Name: Charles Beard
Profession: Historian, academic
Books: An Economic Interpretation of the Constitution (1913)
Charles Beard was an American historian active in the decades prior to World War II.
The son of a farmer, Beard was born and educated in rural Indiana. He obtained a bachelor’s degree in his home state before studying at Oxford and Columbia University, earning his doctorate in 1904.
Beard remained at Columbia as a lecturer while researching and writing prolifically. He remained at Columbia until his resignation in 1917, citing differences of opinion with university leaders.

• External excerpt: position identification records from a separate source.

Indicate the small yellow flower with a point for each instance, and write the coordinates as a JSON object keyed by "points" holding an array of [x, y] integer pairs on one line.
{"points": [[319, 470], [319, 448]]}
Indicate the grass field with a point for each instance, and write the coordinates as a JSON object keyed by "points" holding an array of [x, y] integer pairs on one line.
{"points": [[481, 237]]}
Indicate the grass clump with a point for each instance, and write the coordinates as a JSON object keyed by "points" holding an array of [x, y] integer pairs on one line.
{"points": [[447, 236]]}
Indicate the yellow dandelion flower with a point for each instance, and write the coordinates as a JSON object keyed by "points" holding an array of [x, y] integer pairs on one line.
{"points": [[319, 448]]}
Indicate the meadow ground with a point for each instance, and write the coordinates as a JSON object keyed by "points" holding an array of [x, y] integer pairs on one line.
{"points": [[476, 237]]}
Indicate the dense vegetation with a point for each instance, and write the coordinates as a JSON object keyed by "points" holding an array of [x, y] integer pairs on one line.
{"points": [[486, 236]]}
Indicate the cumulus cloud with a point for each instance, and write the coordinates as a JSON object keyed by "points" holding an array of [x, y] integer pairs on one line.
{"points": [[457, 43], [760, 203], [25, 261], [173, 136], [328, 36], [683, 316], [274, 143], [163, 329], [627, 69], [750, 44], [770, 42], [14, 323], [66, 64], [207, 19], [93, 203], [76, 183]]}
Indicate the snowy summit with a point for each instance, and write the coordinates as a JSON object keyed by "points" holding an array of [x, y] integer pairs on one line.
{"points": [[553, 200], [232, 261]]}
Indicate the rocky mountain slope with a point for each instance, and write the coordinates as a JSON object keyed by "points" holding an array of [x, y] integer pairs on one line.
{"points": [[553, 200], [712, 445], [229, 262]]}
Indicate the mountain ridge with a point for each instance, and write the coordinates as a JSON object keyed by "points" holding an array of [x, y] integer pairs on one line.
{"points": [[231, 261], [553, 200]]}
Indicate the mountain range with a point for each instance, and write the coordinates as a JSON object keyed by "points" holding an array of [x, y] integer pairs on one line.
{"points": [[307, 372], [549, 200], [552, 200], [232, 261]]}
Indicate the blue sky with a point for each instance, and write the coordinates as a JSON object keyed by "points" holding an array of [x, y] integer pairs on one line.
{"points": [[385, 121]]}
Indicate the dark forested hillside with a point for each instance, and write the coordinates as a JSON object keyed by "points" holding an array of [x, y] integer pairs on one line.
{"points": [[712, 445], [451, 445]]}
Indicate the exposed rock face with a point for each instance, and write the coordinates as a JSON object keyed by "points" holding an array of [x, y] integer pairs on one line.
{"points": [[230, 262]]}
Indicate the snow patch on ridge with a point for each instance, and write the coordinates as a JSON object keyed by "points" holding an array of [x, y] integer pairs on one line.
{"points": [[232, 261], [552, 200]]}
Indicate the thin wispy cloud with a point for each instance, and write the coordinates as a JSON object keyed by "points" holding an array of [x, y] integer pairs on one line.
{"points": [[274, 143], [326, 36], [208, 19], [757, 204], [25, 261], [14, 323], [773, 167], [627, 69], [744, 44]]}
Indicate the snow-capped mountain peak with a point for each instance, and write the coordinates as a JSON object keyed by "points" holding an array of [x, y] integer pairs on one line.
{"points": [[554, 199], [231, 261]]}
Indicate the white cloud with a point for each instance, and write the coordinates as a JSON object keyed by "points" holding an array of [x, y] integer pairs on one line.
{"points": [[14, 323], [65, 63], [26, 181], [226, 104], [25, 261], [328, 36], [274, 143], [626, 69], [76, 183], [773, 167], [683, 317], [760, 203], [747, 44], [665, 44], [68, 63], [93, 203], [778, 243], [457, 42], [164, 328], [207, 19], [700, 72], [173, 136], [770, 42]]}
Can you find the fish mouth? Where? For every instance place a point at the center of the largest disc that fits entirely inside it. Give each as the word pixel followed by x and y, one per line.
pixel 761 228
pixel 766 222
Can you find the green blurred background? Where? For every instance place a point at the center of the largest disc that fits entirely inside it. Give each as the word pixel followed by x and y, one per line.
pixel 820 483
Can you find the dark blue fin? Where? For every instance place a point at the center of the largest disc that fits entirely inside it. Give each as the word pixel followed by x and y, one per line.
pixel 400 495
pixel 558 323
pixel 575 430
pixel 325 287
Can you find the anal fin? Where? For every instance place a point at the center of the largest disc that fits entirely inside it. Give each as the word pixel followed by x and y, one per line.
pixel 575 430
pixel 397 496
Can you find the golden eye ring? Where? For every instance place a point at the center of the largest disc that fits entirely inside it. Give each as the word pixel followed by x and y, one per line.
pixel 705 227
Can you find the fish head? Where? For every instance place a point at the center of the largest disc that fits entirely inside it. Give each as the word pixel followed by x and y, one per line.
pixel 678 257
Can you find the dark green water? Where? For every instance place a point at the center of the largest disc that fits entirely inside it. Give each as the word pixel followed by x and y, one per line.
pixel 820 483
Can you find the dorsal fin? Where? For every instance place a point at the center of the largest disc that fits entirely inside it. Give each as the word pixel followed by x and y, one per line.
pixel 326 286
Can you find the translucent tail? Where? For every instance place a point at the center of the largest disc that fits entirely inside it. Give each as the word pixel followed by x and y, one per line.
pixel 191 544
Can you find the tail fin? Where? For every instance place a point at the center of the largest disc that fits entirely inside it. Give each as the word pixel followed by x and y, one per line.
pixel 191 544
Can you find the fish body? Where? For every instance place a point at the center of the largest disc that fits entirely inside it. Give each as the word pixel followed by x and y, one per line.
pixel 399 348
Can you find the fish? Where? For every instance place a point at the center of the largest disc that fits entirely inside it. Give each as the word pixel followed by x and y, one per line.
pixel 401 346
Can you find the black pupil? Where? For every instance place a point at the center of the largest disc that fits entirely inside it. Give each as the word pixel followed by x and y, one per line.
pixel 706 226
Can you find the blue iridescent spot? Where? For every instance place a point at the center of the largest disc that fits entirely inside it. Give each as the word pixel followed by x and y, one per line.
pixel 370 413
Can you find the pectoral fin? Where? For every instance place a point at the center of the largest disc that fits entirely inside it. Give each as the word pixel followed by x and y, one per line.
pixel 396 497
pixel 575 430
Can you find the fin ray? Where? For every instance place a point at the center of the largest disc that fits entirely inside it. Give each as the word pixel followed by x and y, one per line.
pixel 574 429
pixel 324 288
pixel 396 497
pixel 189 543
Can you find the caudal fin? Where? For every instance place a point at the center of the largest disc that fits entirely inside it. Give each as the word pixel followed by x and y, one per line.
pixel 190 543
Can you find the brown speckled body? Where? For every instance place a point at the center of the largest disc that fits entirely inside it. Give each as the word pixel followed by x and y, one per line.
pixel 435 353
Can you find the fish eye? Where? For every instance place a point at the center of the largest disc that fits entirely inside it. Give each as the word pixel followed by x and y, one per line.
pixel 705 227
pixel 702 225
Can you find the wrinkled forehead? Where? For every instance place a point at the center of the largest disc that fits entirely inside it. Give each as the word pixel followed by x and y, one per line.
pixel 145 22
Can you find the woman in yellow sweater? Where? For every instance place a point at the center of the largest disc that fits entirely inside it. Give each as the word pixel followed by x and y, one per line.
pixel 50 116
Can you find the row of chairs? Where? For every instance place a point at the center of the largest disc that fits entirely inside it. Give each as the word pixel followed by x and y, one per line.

After this, Beard worked as an independent historian, living on the royalties of his books. His wife, Mary Ritter Beard, was also an active historian and a supporter of the women’s suffrage movement.
Beard published An Economic Interpretation of the Constitution in 1913, while still in residence at Columbia. It became his best known and most controversial work.
Bypassing the hero worship of the Founding Fathers common in other histories, Beard sought to understand the United States Constitution by examining the lives and backgrounds of every man who contributed to its creation. He concluded that the drafters of the constitution were men of a distinct elite class, therefore their actions and ideas reflected both their economic worldview and their own self-interest.
Beard did not go as far as suggesting the Constitution was a ‘counter-revolution’ or an elitist conspiracy, as subsequent historians like Howard Zinn have done – but he claimed the ideas and motives of the Constitutional Convention were shaped by the economic situation of its individual members.
In addition, Beard claimed the Constitution was ratified by fewer than one-sixth of all adult males, with large numbers excluded from voting by property qualifications.
Beard’s progressive interpretation of the Constitution was radical for its time. It contradicted the Whig consensus that the Founding Fathers were brilliant and benevolent political leaders, who gave their time and talents to craft an innovative new system for the public good.
Unsurprisingly, Beard was subjected to criticism and vitriol for his revisionism. One writer called him “the mightiest muckraker of them all.
Beard defended his work by reminding critics that economics was not the only factor in the creation of the Constitution. He responded that he was not criticising the Constitution or the capitalist system, nor was he condemning the Founding Fathers as greedy conspirators. By acting in accordance with their own interests, he argued, the drafters of the Constitution were also acting in the national interest (in Beard’s words, “the bee fertilises the flower it robs”).
“The hypothesis that economic elements are the chief factors in the development of political institutions has been used in one or two serious works… but not been applied to the study of American history at large.”
“Large and important groups of economic interests were adversely affected by the system of government under the Articles of Confederation – namely those of public securities, shipping and manufacturing, money at interest – in short capital, as opposed to land.”
“Not one member [of the Constitutional Convention] represented the small farming or mechanic classes. The overwhelming majority of members were, to a greater or less extent, economic beneficiaries from the adoption of the Constitution.”
“Most of our history has been written by Federalists [so] great care should be taken in accepting, without reserve, the gloomy pictures [they paint] of the social conditions prevailing under the Articles of Confederation.”
“The movement for the Constitution of the United States was originated and carried through principally by four groups of personalty [property] interests which had been adversely affected under the Articles of Confederation: money, public securities, manufactures, and trade and shipping.”
“The members of the Philadelphia Convention which drafted the Constitution were, with a few exceptions, immediately, directly and personally interested in, and derived economic advantages from, the establishment of a new system.”
“The Constitution was essentially an economic document based upon the concept that the fundamental private rights of property are anterior [in front of] government and morally beyond the reach of popular majorities.”
“The Constitution was not created by the ‘whole people’, as the jurists have said… but it was the work of a consolidated group whose interests knew no state boundaries and were truly national in scope.”
“The leaders who supported the Constitution in the ratifying conventions represented the same economic groups as the members of the Philadelphia Convention.”